Making smart investments in education programs with demonstrated results for learners of all ages; setting goals that help our students prepare for the future; and holding ourselves accountable for giving every child an equal opportunity to excel will help ensure that Oregon is a competitive place for businesses to locate and to find people with the skills and knowledge to succeed in the 21st century. It also means that today's youth will be prepared to come up with the next generation of innovations, keeping Oregon thriving for decades to come.

Investing in education and workforce development lifts up all of Oregon. Reducing the cost of health care and improving health outcomes provides a more secure future for both employers and workers. We can pursue every economic development opportunity out there, but if we aren't reducing the cost of health care and investing in education, our job creation efforts won't be enough. By pursuing all three, guided by a clear vision of where we want to end up, Oregon can and will be more prosperous, and this prosperity can and will reach all our citizens while influencing the rest of the world.

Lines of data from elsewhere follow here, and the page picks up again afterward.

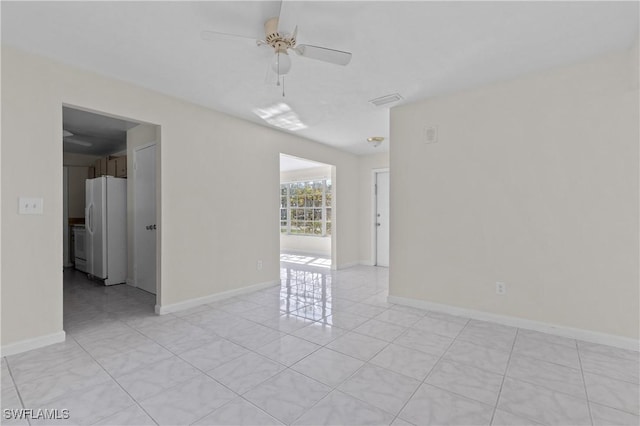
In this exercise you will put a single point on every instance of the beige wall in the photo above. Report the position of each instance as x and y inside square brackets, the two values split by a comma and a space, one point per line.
[140, 135]
[301, 243]
[533, 182]
[207, 160]
[368, 164]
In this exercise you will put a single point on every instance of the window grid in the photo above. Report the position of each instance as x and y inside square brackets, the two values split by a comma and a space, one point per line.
[305, 208]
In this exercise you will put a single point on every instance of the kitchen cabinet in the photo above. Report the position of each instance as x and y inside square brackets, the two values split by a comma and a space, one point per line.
[101, 166]
[121, 166]
[111, 166]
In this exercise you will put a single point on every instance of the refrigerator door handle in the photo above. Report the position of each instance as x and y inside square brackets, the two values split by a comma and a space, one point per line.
[90, 218]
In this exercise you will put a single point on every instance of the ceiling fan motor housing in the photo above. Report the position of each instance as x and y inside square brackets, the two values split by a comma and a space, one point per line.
[274, 39]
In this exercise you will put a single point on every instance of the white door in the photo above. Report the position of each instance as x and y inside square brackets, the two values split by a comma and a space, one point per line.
[145, 218]
[382, 219]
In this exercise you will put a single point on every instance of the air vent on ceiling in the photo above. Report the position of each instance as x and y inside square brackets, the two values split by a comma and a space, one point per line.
[388, 99]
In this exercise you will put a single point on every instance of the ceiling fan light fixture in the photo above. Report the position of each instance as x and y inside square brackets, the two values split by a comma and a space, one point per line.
[281, 63]
[375, 140]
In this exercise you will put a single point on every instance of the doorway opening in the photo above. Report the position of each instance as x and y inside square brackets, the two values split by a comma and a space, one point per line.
[105, 186]
[381, 217]
[307, 214]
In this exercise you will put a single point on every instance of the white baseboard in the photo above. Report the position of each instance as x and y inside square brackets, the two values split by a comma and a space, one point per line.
[558, 330]
[192, 303]
[34, 343]
[347, 265]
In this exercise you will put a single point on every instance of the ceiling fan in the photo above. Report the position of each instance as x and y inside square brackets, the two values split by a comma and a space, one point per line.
[282, 43]
[67, 137]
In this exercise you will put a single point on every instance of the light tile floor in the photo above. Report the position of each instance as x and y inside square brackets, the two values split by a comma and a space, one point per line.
[323, 348]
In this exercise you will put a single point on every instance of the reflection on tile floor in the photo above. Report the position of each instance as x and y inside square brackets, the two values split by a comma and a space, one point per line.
[323, 348]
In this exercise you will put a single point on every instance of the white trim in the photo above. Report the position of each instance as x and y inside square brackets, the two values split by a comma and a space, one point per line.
[558, 330]
[34, 343]
[192, 303]
[374, 212]
[346, 265]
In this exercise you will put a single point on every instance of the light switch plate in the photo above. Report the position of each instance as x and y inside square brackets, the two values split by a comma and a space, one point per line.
[30, 205]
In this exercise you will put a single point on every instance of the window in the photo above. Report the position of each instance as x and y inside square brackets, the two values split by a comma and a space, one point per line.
[305, 208]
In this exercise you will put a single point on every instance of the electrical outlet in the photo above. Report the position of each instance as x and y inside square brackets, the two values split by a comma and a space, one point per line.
[30, 205]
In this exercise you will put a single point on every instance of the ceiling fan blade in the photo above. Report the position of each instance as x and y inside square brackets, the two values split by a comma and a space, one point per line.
[215, 35]
[333, 56]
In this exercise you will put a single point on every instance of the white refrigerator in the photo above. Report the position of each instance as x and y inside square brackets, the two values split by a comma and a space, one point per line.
[106, 229]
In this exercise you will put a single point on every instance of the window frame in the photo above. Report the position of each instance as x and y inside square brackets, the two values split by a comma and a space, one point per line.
[286, 230]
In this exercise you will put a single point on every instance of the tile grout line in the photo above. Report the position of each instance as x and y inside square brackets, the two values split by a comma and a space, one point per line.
[584, 383]
[504, 376]
[15, 385]
[430, 371]
[116, 382]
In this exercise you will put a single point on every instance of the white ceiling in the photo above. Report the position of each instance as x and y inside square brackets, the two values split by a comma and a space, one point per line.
[417, 49]
[94, 134]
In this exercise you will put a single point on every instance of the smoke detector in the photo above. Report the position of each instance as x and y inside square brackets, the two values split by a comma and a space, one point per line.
[375, 140]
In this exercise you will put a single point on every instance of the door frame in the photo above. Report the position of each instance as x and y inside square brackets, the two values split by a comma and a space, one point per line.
[374, 211]
[135, 224]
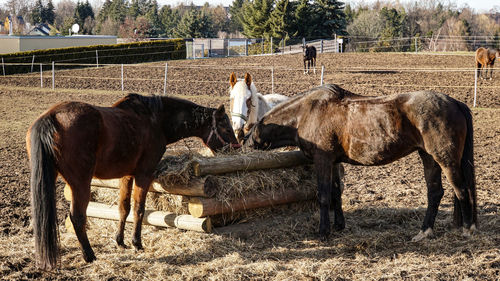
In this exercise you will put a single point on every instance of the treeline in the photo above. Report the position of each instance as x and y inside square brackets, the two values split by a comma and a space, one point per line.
[382, 26]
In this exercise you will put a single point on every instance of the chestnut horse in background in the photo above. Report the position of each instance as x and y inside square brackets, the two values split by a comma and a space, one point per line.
[79, 141]
[310, 58]
[485, 58]
[332, 125]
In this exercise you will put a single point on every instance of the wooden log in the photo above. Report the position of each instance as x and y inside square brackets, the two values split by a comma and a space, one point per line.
[202, 187]
[155, 218]
[221, 165]
[201, 207]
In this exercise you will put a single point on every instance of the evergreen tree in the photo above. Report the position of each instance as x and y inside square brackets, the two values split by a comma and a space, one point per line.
[169, 19]
[48, 14]
[255, 18]
[302, 26]
[331, 18]
[194, 24]
[153, 19]
[279, 20]
[36, 13]
[235, 13]
[82, 12]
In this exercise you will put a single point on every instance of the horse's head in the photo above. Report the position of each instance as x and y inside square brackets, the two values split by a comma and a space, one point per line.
[241, 93]
[220, 134]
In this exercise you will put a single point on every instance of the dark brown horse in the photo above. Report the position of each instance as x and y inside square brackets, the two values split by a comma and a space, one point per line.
[332, 125]
[310, 58]
[485, 58]
[79, 141]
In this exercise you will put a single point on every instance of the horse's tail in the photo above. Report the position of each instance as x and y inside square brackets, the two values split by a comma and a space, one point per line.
[467, 161]
[43, 199]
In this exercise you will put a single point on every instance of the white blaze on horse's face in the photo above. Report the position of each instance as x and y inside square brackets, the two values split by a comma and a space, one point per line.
[240, 95]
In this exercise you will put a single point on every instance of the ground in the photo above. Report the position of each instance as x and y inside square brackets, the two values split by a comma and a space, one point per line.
[384, 206]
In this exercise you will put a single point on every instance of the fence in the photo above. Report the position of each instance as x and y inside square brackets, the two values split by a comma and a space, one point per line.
[203, 48]
[179, 79]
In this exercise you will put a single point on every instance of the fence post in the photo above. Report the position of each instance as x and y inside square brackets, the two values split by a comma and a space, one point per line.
[209, 47]
[322, 71]
[41, 77]
[165, 80]
[475, 86]
[122, 77]
[53, 76]
[272, 80]
[32, 63]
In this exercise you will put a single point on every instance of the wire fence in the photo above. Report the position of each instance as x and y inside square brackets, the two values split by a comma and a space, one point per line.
[174, 78]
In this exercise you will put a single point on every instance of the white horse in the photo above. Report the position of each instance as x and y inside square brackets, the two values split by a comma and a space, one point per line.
[247, 105]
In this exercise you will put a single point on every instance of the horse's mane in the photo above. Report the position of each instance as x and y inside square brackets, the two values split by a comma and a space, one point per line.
[141, 104]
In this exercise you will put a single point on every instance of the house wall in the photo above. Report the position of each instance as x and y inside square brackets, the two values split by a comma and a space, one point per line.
[11, 44]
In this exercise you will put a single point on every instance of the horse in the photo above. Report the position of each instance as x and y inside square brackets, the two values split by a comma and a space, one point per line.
[247, 106]
[310, 58]
[485, 58]
[79, 141]
[332, 125]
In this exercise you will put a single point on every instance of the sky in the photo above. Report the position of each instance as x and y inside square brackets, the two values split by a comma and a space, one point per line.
[478, 5]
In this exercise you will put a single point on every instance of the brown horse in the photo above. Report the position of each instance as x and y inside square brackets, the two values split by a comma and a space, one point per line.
[79, 141]
[332, 125]
[485, 58]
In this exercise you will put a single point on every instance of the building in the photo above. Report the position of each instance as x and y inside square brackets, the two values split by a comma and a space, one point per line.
[13, 44]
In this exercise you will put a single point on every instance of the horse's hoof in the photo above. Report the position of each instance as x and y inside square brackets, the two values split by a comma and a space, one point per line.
[468, 232]
[422, 235]
[90, 257]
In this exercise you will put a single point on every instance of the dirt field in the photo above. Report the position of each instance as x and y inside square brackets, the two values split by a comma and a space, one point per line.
[384, 206]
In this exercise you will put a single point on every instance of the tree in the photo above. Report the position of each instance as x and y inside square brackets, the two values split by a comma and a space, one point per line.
[255, 18]
[235, 10]
[194, 24]
[48, 13]
[169, 19]
[279, 20]
[153, 19]
[331, 18]
[82, 12]
[36, 13]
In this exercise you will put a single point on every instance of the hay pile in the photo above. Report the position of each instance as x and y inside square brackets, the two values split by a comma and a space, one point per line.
[178, 170]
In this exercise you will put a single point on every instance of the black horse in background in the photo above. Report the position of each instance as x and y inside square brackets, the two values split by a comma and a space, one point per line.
[310, 57]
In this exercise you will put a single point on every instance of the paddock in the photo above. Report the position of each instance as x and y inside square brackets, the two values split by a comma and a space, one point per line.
[384, 206]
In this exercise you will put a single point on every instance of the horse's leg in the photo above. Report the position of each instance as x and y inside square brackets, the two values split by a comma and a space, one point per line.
[455, 176]
[141, 188]
[80, 191]
[432, 173]
[323, 166]
[124, 207]
[338, 175]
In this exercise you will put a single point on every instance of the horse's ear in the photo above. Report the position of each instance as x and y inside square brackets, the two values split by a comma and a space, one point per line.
[232, 79]
[248, 79]
[220, 112]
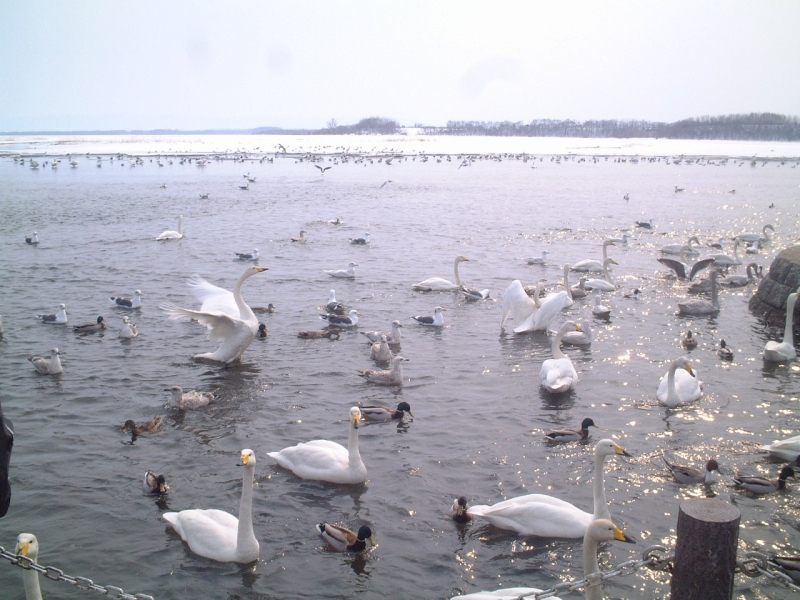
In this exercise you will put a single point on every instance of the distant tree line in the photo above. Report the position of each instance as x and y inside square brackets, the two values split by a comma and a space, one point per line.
[755, 126]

Our airports and seaports remind us -- with each take off and landing; with each port of call -- that we are not alone in this world.

I have always believed that Oregon will not be a good place for any of us to live unless it is a good place for all of us to live. And when it comes to making Oregon a better place for all of us, our progress depends on collaboration at every level. So building connection across countries, across rivers, and across oceans is essential to our success.

The Port of Portland provides good example of how this is done by literally connecting Oregon to points around the globe. And the Port also shows us how it is done in their continued and dedicated support of farmers, business, and citizens across our great state.

So thank you to the Port of Portland.